Friday, January 25, 2013

The Dovekeepers

Alice Hoffman's novel The Dovekeepers recounts the story of the Jews of Masada in 73 CE (Common Era, aka AD) who resisted the Roman army, dying in martyrdom rather than be slaughtered by their enemies or taken into slavery.
Through the first-person narratives of four unusual women she recreates the disparate events that brought refugees, warriors and the devout to the nearly inaccessible mountaintop palace built for King Herod centuries before.

Yael, whose voice we first hear, is an assassin's daughter who flees Jerusalem with her father as the Romans conquer that city and destroy the Second Temple. They survive in the desert, a fitting locale for a fierce woman whose element is fire, and who identifies with the lion, ruler of the hottest summer month. They seek her brother Amram, a warrior, and follow rumor of him, finding him finally in Masada where he is a man of renown. In that city she joins the other women who care for the doves, gathering the birds' dung to fertilize the fields and orchards that make the redoubt a place of plenty.

Next we meet Revka, widow of a baker, refugee with her daughter, son-in-law and young grandsons from the sacking of their village. Unaccustomed to the dangers surrounding them, they linger at an oasis where the boys and Revka bear witness as renegade soldiers rape and murder her daughter, while her son-in-law is out praying - for it is Yom Kippur. Revka later poisons the soldiers, but their deeds cannot be undone. When her son-in-law returns he goes mad, and the four of them journey on to Masada where his only desire is to join the warriors there, and kill. The boys are struck mute by the horrors they have seen, and Revka only wills herself to live so she can care for them. The dovekeepers when they arrive are Shirah, a woman from Alexandria, and her two daughters, Aziza and Nahara. 

The third portion of the book is narrated by Aziza, sixteen when she begins her story. Her mother's eldest, she does not know her father. Her sister and brother are children of a chieftain from Judea, one of a tribe of bloodthirsty horsemen who raid caravans crossing the desert. This chieftain honors Shirah though he purchased her, and raises Aziza to ride and hunt. The girl, whose element is steel, loves the ways of men. Once her mother declares she has a signal from her lover, the family slips away in the chieftain's absence to the shores of the Dead Sea, buying passage. Once across, they make their way to Masada. There Aziza attracts the eye of Amram, Yael's brother - but it is an escaped Roman slave brought by a raiding party to the fortress and put to work (still a slave) assisting the dovekeepers, who understands her skill with weapons and teaches her archery. She lives a double life: as a woman, restricted in her actions; and as a warrior, dressed as a youth, a deadly shot and fearless but unable to reveal her identity.

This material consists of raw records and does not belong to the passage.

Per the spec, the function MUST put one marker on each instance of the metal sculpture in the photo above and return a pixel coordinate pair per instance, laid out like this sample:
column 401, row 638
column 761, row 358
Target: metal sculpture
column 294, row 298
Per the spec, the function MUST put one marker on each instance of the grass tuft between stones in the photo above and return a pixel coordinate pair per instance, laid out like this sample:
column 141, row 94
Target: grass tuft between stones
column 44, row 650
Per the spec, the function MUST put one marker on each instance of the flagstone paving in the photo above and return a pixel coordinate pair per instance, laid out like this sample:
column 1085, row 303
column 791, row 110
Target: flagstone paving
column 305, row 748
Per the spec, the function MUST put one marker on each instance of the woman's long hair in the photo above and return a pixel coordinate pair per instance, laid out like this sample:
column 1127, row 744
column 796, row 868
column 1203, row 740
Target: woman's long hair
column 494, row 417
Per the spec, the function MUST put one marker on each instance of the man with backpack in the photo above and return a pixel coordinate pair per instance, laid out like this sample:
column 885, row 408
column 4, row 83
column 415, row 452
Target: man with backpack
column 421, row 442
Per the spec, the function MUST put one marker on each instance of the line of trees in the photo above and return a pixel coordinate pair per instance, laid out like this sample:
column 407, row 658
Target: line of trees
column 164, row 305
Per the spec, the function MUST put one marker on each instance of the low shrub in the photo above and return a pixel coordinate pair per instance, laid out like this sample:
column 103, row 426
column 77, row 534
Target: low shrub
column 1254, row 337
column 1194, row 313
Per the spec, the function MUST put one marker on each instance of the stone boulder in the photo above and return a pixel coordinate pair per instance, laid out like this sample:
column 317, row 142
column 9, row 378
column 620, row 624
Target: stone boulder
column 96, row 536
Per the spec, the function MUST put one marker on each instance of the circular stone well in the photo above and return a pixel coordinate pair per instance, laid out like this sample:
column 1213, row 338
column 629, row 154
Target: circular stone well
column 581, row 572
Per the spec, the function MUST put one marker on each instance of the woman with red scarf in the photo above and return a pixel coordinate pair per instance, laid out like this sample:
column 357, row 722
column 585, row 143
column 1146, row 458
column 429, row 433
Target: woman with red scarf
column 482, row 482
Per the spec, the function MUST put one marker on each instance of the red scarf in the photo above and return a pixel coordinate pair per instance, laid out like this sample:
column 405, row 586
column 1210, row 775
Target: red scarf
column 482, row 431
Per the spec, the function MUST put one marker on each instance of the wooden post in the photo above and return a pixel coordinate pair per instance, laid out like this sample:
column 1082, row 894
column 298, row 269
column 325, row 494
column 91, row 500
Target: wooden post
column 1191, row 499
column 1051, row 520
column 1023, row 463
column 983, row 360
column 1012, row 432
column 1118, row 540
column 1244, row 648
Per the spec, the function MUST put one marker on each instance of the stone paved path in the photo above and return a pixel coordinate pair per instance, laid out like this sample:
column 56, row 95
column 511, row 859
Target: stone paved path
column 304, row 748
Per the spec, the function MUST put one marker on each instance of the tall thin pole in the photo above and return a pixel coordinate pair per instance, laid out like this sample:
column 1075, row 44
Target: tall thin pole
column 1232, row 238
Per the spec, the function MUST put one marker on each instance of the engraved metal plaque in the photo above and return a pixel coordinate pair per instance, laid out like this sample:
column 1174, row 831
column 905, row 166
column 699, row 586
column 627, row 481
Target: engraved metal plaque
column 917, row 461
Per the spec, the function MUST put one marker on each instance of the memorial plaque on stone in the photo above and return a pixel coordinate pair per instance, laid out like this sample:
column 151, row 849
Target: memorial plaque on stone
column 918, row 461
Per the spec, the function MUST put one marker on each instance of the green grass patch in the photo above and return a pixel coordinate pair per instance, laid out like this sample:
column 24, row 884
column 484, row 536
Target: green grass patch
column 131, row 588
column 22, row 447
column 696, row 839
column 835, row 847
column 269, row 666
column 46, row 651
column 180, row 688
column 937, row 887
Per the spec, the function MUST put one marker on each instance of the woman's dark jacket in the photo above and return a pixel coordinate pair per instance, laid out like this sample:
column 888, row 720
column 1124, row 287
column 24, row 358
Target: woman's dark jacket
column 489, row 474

At last we hear Shirah's voice. She is a witch and prophetess whose element is water, taught several languages along with knowledge of herbs, spells and divining by her mother, who sent her from Alexandria at thirteen to be safe with kinsmen. There she falls in love with her cousin, who later becomes the charismatic figure inspiring the people of Masada to live in relative equality - men and women are treated differently, but there are no rich and poor - all share in bounty and starvation alike, devoted to God. Eleazar and Shirah have loved each other since they met, though he is married already. When she is discovered to be pregnant - and unwed - she is cast out of his household, from whence she falls in with the chieftain. She brings her children to Masada so she can be near her love; here she is feared and hated, though individually women seek her out for help in securing a man's love, curing ailments or easing childbirth.

As each tells her story, we move closer to the Roman army's siege of Masada and the martyrdom of the 900 Jews who defended it until they were overwhelmed. There is much in this book that is grim and brutal, and none of the characters have clean hands except the Essenes, a nonviolent sect anticipating the end of this world, who eschew possessions except the scrolls they copy to leave buried in jars in different places: the Dead Sea scrolls. The Romans do not spare them, but their writings survive in hiding.

There are fanciful elements to the novel: a cloak of invisibility used by the assassin; a woman who faces down a lion and a leopard unscathed; a witch who can summon a deluge; a slave kept useless in chains for months while his keepers starve; the convenience with which characters' paths diverge and reconnect and destinies are sorted out. And the editor in me finds Hoffman's redundancy exasperating - in succeeding paragraphs she tells and retells the same moments, as though she doubts the reader's attention. Nevertheless, she's done her research, and though I'm no historian, in the main I trust her recounting of this group's rebellion against Rome, their courage and struggle to survive, and in the end their accord, their willingness to die at each other's hand not the Romans'. Hoffman has brought history to life with her strong characters and visceral imagery.